In his effort to reconstruct “the power vertical” that had been destroyed during the presidency of Boris Yeltsin, Latypov suggests, Putin has pursued a seven-prong strategy. First, he reformed the Federation Council to weaken the leaders of the regions and republics.
Second, he created the seven Federal Districts and appointed plenipotentiary representatives who were to serve as his proconsuls in these larger areas. Third, he abolished the elections of regional leaders thereby limiting their authority. Fourth, he also eliminated most federal ministries charged with supervising regional issues.
Fifth, Putin insisted on a common legal space across the country, using his powers to bring the legislation of the regions and republics into line with federal law. Sixth, he promoted the expansion of Moscow and St. Petersburg economic groups into the regions to undermine the power bases of the regional leaders.

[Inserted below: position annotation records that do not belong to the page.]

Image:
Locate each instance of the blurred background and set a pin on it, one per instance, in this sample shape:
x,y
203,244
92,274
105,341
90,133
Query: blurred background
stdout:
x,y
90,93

And seventh, he used the powers of the prosecutor’s offices not only to take control of key institutions by charging those in his way with crimes but also by creating a climate resembling the Soviet past in which everyone could be charged with some violation and thus could not be secure in his person or position.
All these approaches, Latypov argues, hit the regions where ethnic Russians formed the majority far harder than the non-Russian republics. Moscow officials and businessmen found it harder to penetrage the economies of the non-Russian areas. And the center often made concessions to them lest they move in a Chechnya-like direction.

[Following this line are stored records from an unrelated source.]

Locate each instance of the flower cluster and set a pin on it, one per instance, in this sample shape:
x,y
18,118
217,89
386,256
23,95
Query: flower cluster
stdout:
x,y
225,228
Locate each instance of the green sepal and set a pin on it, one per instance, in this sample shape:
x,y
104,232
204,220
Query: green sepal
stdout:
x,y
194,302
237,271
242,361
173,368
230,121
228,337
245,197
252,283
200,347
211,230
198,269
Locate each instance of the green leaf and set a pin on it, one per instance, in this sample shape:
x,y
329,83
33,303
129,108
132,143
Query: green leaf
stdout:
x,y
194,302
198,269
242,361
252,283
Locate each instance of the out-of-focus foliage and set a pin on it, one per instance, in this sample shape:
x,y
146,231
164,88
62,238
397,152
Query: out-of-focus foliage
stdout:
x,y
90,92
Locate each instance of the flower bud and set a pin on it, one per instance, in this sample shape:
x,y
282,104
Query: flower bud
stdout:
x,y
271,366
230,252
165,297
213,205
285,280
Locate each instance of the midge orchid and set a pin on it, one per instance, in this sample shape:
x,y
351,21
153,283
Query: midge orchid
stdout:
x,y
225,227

Naturally, such policies, and especially the fact that the leaders of ethnic Russian regions feel that they suffer unequal treatment compared to non-Russian areas, could not fail to generate a backlash against Moscow, one that in many cases takes the form of “separatist inclinations.”
Disturbingly, Latypov continues, this trend resembles all too closely what happened to the Soviet Union 16 years ago. That country collapsed “in the first instance” because the elites of the republics were furious about Moscow’s efforts to rein them in and concluded that they could do better without central supervision.

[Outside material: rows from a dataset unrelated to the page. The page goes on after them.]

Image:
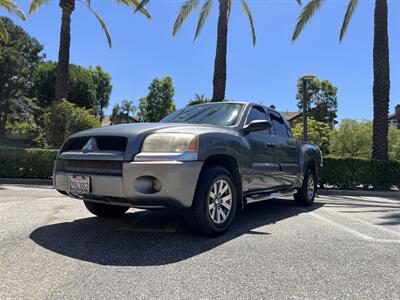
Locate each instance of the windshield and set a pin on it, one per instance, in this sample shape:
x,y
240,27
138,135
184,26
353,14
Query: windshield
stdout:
x,y
224,114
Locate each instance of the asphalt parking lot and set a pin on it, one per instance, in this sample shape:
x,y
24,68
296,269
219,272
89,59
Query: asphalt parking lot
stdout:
x,y
343,247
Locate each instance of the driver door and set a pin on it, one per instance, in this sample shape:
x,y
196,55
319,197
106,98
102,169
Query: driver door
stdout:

Now, he argues, “an anti-imperialist discourse” has been adopted by people who typically refer to themselves and are referred to by others as “regionalists” or “confederalists,” who believe that “traditionally Russian regions have been deprived of freedom and independence.”
Some of these people are even beginning to talk about the formation of a “Rus’ Confederacy” or to consider the ideas of NORN, a radical extremist group that argues Russians should secede from the Russian Federation in order to create a genuine nation state of, for, and by Russians alone.
So far, these attitudes have not crystallized into a movement and thus do not represent any immediate threat, Latypov says. But it is entirely possible that if the regime continues to act as it has, it will find itself in “a dead end,” a place where it won’t be able to draw support from either Russian or non-Russian groups.
What should Moscow do? Latypov has an answer, but it is not one that many around Putin will find comforting or even acceptable. He suggests that “the success of ‘counter-separatist measures’ is possible only” under one condition: Such measures must “fulfill the task that separatism sets for itself.”
That is, these measures must give the regions defined in terms of administrative units rather than national-territorial ones real powers and a real voice because if they do not, then the country itself will again be at risk, however much Putin and his supporters talk about a new age of stability.
Moving in that direction will not be easy, Latypov says. On the one hand, there will be those who will see any concession as an encouragement to demand more powers for the regions up to and including secession from the Russian Federation, much as the union republics did in 1991.
And on the other, such a change in direction will appear to some as kowtowing to the pro-Western model of federalism that the Yeltsin era typified, one that also could threaten the territorial integrity of the state not so much by generating demands for secession but by creating a central government incapable of reining them in.
Even if Putin decides to make this change, Latypov concludes, it will not be “a panacea for all the problems and crisis factors which threaten Russia.” But he says, “it is the single obvious way out of the dead end which the country has in recent times been driven into.”